What then does this statement, uttered by some of the most prominent empirio-criticists and not understood by Plekhanov, mean? Carstanjen wishes to say that Avenarius in his The Critique of Pure Experience takes experience, i.e.., all “human predications,” as the object of investigation. Avenarius does not investigate here, says Carstanjen (op. cit., p. 50), whether these predications are real, or whether they relate, for example, to ghosts; he merely arranges, systematises, formally classifies all possible human predications, both idealist and materialist (p. 53), without going into the essence of the question. Carstanjen is absolutely right when he characterises this point of view as “scepticism par excellence” (p. 213). In this article, by the way, Carstanjen defends his beloved master from the ignominious (for a German professor) charge of materialism levelled against him by Wundt. Why are we materialists, pray?—such is the burden of Carstanjen’s objections—when we speak of “experience” we do not mean it in the ordinary current sense, which leads or might lead to materialism, but in the sense that we investigate everything that men “predicate” as experience. Carstanjen and Avenarius regard the view that experience is a means of knowledge as materialistic (that, perhaps, is the most common opinion, but nevertheless, untrue, as we have seen in the case of Fichte). Avenarius entrenches himself against the “prevailing” “metaphysics” which persists in regarding the brain as the organ of thought and which ignores the theories of introjection and co-ordination. By the given or the found (das Vorgefundene), Avenarius means the indissoluble connection between the self and the environment, which leads to a confused idealist interpretation of “experience.”

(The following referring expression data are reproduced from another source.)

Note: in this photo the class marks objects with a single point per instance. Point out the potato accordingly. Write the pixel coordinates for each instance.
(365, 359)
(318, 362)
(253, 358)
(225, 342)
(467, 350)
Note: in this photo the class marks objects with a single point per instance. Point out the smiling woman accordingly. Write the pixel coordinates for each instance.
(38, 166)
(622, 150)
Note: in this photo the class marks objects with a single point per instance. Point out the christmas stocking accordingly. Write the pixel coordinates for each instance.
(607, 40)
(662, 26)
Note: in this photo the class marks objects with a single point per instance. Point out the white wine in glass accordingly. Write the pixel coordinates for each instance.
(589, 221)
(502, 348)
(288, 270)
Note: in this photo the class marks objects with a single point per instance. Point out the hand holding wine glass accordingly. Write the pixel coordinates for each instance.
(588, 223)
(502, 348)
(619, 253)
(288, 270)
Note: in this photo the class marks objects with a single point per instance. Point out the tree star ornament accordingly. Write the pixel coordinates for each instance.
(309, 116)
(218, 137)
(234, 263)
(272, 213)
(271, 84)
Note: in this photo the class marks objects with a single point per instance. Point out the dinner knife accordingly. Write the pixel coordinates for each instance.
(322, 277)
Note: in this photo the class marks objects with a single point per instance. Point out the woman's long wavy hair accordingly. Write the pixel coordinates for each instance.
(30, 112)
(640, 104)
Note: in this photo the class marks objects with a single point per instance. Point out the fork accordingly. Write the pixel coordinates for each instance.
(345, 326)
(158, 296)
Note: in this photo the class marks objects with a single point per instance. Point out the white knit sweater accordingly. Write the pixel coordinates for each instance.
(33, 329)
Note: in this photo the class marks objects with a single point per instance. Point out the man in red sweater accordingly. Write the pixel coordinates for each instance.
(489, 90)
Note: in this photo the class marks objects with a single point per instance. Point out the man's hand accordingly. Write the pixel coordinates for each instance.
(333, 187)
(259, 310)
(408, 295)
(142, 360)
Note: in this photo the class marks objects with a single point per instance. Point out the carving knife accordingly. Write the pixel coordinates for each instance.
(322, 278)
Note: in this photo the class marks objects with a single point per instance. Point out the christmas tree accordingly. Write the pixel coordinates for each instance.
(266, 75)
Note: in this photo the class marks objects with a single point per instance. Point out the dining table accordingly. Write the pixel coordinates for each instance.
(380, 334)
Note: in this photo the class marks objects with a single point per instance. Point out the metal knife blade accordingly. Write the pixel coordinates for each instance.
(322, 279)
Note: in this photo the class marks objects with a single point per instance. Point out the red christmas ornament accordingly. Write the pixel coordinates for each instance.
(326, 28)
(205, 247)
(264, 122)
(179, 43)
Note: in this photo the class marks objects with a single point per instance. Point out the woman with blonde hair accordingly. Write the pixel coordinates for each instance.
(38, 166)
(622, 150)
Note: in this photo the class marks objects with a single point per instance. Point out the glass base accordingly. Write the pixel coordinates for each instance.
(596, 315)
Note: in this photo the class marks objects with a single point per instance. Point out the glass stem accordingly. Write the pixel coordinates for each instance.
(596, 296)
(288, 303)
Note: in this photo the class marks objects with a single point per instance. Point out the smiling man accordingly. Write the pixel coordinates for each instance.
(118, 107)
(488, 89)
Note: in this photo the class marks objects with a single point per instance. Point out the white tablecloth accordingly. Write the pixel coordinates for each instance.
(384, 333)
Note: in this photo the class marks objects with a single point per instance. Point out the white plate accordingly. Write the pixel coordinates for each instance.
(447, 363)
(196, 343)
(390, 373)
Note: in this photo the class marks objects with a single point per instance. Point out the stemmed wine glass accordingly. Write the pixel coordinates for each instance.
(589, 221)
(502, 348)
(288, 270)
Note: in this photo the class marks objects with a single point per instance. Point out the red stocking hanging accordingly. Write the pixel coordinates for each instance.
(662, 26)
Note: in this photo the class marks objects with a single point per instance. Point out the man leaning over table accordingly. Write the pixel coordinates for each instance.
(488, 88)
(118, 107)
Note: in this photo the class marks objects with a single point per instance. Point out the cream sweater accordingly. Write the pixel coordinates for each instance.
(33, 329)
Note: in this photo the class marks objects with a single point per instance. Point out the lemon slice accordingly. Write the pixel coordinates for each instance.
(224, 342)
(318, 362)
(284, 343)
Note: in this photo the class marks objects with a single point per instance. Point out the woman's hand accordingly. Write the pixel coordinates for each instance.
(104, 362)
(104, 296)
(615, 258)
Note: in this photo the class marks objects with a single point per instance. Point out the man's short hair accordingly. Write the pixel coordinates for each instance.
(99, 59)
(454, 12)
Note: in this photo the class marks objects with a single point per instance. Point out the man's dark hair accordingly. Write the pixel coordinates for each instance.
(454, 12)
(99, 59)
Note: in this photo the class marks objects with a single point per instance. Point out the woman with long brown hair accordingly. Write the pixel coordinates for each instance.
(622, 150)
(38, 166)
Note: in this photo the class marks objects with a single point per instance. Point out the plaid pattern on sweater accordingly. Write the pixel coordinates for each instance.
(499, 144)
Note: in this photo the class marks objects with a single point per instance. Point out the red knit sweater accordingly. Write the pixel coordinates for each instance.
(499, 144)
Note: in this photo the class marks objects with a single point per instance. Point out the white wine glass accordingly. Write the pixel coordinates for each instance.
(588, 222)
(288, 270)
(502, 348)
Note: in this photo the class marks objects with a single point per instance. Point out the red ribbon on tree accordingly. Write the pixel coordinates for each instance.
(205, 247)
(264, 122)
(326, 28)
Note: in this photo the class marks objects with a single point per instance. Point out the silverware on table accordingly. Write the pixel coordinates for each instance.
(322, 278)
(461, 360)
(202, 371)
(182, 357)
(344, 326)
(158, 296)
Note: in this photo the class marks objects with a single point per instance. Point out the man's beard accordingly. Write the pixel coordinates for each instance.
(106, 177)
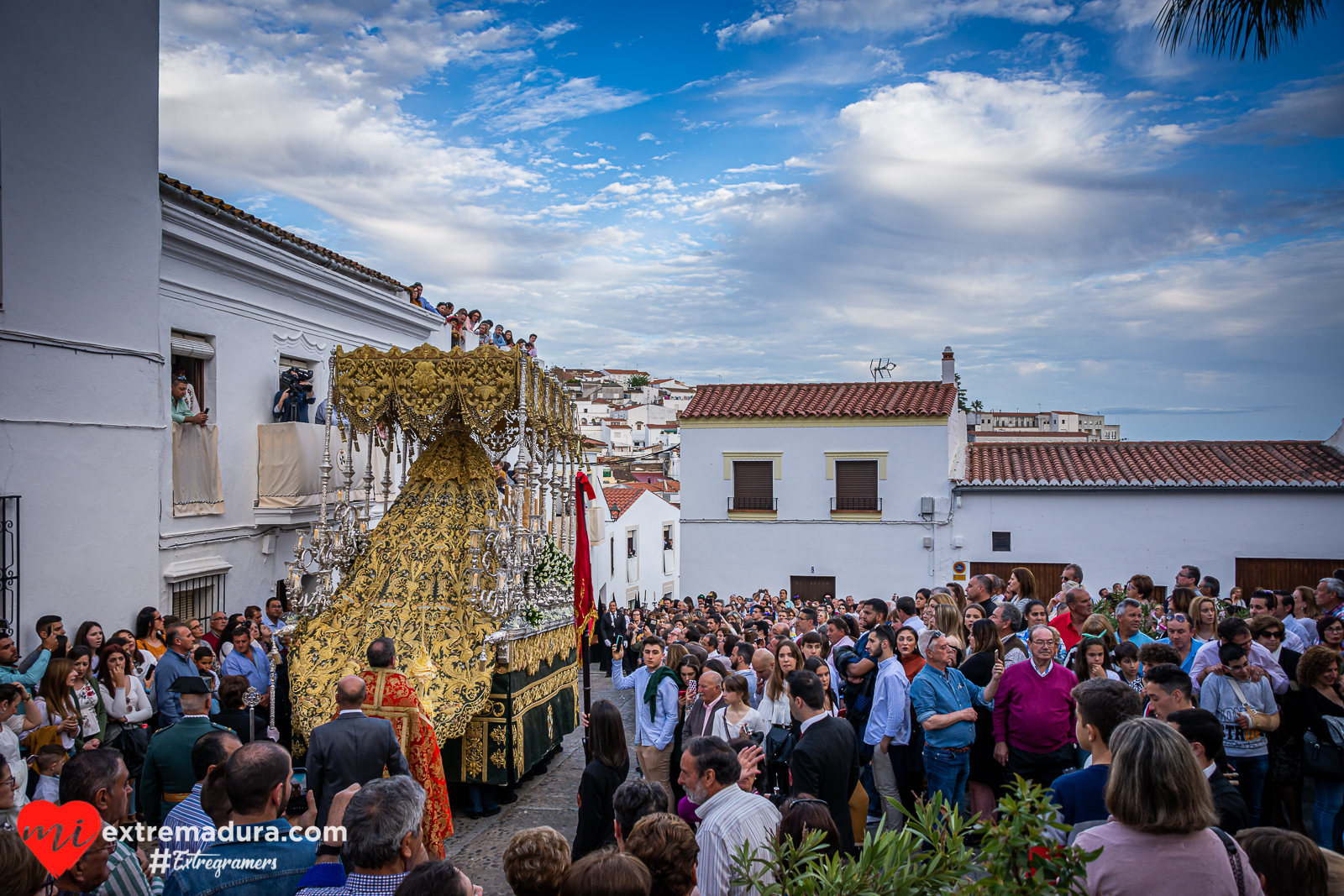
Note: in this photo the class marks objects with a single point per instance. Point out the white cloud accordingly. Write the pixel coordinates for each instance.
(884, 16)
(1316, 112)
(544, 98)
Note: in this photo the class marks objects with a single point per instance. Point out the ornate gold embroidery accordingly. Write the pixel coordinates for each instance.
(528, 654)
(474, 750)
(410, 586)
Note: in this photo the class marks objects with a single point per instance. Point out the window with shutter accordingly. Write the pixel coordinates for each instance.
(753, 485)
(857, 485)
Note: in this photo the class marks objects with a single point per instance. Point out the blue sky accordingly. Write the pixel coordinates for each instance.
(785, 191)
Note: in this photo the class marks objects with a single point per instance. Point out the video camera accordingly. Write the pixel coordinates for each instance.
(292, 378)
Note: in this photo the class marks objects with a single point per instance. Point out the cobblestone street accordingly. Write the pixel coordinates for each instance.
(477, 846)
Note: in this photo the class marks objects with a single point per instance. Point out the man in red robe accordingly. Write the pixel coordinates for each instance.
(393, 696)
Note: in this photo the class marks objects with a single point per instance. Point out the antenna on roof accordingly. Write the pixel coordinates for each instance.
(880, 369)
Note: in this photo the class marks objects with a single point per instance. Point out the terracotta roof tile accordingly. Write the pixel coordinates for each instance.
(1155, 464)
(665, 485)
(277, 231)
(823, 399)
(620, 500)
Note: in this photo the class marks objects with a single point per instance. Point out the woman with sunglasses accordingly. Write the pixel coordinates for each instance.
(1331, 631)
(1283, 802)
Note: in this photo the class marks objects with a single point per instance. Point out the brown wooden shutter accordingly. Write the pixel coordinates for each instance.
(857, 485)
(753, 485)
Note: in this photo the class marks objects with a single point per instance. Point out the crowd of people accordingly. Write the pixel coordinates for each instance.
(1162, 725)
(165, 728)
(470, 328)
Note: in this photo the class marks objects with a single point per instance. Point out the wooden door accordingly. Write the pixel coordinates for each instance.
(1047, 575)
(1281, 574)
(812, 587)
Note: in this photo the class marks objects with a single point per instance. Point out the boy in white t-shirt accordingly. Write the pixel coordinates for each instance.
(1247, 711)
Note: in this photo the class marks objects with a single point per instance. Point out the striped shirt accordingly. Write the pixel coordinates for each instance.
(125, 878)
(185, 820)
(730, 819)
(360, 886)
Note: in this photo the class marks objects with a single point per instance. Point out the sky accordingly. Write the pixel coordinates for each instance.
(783, 192)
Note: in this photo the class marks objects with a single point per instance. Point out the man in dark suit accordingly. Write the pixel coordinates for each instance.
(826, 762)
(1205, 734)
(609, 625)
(351, 748)
(709, 700)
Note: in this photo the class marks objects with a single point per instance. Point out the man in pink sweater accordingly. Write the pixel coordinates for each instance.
(1034, 715)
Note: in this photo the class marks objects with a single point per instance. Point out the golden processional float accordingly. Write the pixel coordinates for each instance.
(472, 582)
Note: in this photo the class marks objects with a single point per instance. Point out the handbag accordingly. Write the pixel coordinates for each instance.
(134, 743)
(1323, 761)
(1230, 846)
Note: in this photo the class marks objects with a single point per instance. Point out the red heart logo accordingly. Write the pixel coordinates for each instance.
(58, 836)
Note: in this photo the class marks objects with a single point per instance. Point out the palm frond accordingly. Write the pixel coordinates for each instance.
(1234, 26)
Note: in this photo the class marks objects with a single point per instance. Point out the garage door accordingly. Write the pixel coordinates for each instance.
(1281, 574)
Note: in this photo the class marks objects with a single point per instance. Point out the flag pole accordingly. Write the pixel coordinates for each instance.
(585, 614)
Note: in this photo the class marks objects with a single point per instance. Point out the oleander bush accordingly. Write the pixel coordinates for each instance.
(1021, 855)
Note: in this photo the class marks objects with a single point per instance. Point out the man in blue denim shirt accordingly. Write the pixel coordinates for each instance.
(260, 853)
(942, 701)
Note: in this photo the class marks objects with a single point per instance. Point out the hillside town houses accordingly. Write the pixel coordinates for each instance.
(795, 483)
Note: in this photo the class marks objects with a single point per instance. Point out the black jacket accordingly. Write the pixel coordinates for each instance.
(237, 719)
(597, 815)
(351, 748)
(1229, 804)
(611, 625)
(826, 765)
(696, 719)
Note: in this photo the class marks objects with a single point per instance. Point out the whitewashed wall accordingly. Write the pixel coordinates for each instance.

Hence, both the materialist and the idealist, as well as the Humean and the Kantian lines in philosophy may unquestionably be concealed beneath the word “experience"; but neither the definition of experience as an object of investigation,nor its definition as a means of knowledge is decisive in this respect. Carstanjen’s remarks against Wundt especially have no relation whatever to the question of the distinction between empirio-criticism and materialism.
As a curiosity let us note that on this point Bogdanov and Valentinov, in their reply to Plekhanov, revealed no greater knowledge of the subject. Bogdanov declared: “It is not quite clear” (Bk. III, p. xi).—"It is the task of empirio-criticists to examine this formulation and to accept or reject the condition.” A very convenient position: I, forsooth, am not a Machian and am not therefore obliged to find out in what sense a certain Avenarius or Carstanjen speaks of experience! Bogdanov wants to make use of Machism (and of the Machian confusion regarding “experience"), but he does not want to be held responsible for it.
The “pure” empirio-criticist Valentinov transcribed Plekhanov’s remark and publicly danced the cancan; he sneered at Plekhanov for not naming the author and for not explaining what the matter was all about (op. cit., pp. 108-09). But at the same time this empirio-critical philosopher in his answer said not a single word on the substance of the matter, although acknowledging that he had read Plekhanov’s remark “three times or more” (and had apparently not under stood it). Oh, those Machians!
 Vierteljabrsschrift für wissenschaftliche Philosophie, Jahrg. 22, 1898, S. 45. —Lenin
 THIS FOOTNOTE has been moved into BODY OF DOCUMENT.